I Thought I was a Salamander
The conflict between Israel and the Hezbollah had escalated to a point at which bombs were constantly raining down on Lebanon. When the bombs stop, there is only the possibility of another bomb falling in a few seconds and another bomb after that. The war has changed the lives of people in Lebanon, they are all scared and they do not know where or when the next bomb will strike. During this conflict Stack comes to the realisation that “the war on terror isn’t anything but the sick and feeble cringing in an asylum, babies in shock, structure smashed”. She realised that the endless conflicts have caused everything to be broken; “Baghdad broken. Afghanistan broken, Egypt broken…Lebanon broken”. While all of these things were being broken, America was fulfilling its dream of carrying out the war on terror.
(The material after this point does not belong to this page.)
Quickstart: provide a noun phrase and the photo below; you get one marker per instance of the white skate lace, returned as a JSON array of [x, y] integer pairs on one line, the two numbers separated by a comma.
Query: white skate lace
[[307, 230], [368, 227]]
When Israel finally agreed to a ceasefire they still dropped “more than a million cluster bombs” in southern Lebanon; thus rendering that area uninhabitable. When Stack finally experienced the end of the war she realised that she had been affected both mentally and physically. Stack understood that she had survived and not survived at the same time.
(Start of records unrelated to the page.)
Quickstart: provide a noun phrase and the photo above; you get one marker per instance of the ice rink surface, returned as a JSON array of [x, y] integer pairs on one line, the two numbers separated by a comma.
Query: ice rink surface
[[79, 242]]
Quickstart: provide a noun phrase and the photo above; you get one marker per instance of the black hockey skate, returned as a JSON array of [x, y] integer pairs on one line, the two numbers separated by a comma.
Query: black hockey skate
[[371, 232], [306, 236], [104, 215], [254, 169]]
Stack end the book by providing a real life example as to how an innocent person can be killed in a conflict. Raheem, Stack’s translator and friend in Iraq, had a son named Mohammed who was killed when American soldiers shot him in the chest. The soldiers had shot into the street that Mohammed was standing in because one of their vehicles had hit a homemade bomb. Mohammed’s death had affected his family greatly, “nobody in [his] family goes into [his] bedroom anymore” because they are in too much pain. Conflict still occurs in the Middle East after Stack leaves; people are still being tortured in Egypt, acid is thrown in the faces of girls who want to go to school in Afghanistan, Mohammed Zaman was driven out of Afghanistan and Abdul Qadir was assassinated. “Qaddafi is still lording it over Libya”. Hezbollah still possesses weapons, and people in Lebanon believe that another civil war will come one day. Therefore, it can be seen that conflict is something that endures throughout time and it will always exist is one form or another.